Если вы видели какую-нибудь страну, то вас могут потом разрезать на куски, но вы никогда не скажете самому себе, что не видели ее. Физическим насилием вы можете быть принуждены сказать это вслух, но сами будете знать, что это неправда. Совершенно также, если вы раз видели Бога и узнали религию более ясно, чем теперь видите внешний мир, ничто не будет в состоянии поколебать вашу веру. Тогда вы начнете верить. Это то, что разумеется в словах Евангелия: «Вера похожа на горчичное зерно». Тогда впервые вы познаете истину, так как сами станете истиной.

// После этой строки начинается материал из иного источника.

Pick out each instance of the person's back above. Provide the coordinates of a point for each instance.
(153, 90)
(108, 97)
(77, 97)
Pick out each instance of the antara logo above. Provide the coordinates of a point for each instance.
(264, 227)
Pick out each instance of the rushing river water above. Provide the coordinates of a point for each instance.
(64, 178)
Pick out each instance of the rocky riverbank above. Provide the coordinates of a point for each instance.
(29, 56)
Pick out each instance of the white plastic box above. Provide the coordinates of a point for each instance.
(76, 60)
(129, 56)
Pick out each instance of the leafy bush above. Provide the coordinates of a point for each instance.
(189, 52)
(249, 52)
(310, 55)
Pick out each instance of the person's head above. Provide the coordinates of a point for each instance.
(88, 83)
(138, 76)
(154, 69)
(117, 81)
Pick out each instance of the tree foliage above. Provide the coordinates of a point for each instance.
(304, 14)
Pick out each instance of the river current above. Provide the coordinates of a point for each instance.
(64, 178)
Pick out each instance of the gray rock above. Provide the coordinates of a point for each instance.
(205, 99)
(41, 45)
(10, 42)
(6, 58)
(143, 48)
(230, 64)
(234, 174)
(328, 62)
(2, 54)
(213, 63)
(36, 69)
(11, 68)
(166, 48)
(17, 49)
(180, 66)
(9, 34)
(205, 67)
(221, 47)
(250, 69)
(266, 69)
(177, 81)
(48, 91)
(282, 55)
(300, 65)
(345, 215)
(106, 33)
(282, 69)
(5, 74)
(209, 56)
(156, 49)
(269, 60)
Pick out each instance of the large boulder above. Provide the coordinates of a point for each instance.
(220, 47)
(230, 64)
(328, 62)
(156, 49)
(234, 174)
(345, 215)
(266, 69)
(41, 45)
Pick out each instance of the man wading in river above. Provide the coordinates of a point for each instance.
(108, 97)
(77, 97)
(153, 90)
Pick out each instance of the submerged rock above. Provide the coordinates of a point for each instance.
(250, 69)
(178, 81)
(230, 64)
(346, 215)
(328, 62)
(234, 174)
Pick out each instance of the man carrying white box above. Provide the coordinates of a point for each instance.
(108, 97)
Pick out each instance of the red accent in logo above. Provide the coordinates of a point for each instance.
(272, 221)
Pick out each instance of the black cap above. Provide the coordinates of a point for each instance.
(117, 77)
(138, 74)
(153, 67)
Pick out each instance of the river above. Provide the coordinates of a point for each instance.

Теперь возникает вопрос: Да может ли быть такое восприятие? – Вот самое существенное требование Веданты: «Осуществляйте религию. Не толкуйте о ней! Ее нужно видеть! Видеть собственными глазами, как бы это ни было трудно». «Он, древний Единый, скрылся в атоме и обитает в самых сокровенных тайниках каждого человеческого сердца! Мудрецы видели Его силой внутреннего зрения, и при этом становились выше всякой радости и всякого страдания, выше того, что мы называем добродетелью и того, что называется пороком, выше наших добра и зла, бытия и небытия. Так как тот, кто видит Его, познает Действительность». Что же тогда представляет собой идея о небе? – Это идея о счастье минус несчастье. Другими словами, то, чего мы желаем на небе, это все радости этой жизни без ее горя. Без сомнения, эта идея очень хороша; она приходит совершенно естественно, но представлять себе такое состояние – большое заблуждение, так как не может быть такой вещи, как абсолютное благо, ни такой, как абсолютное горе.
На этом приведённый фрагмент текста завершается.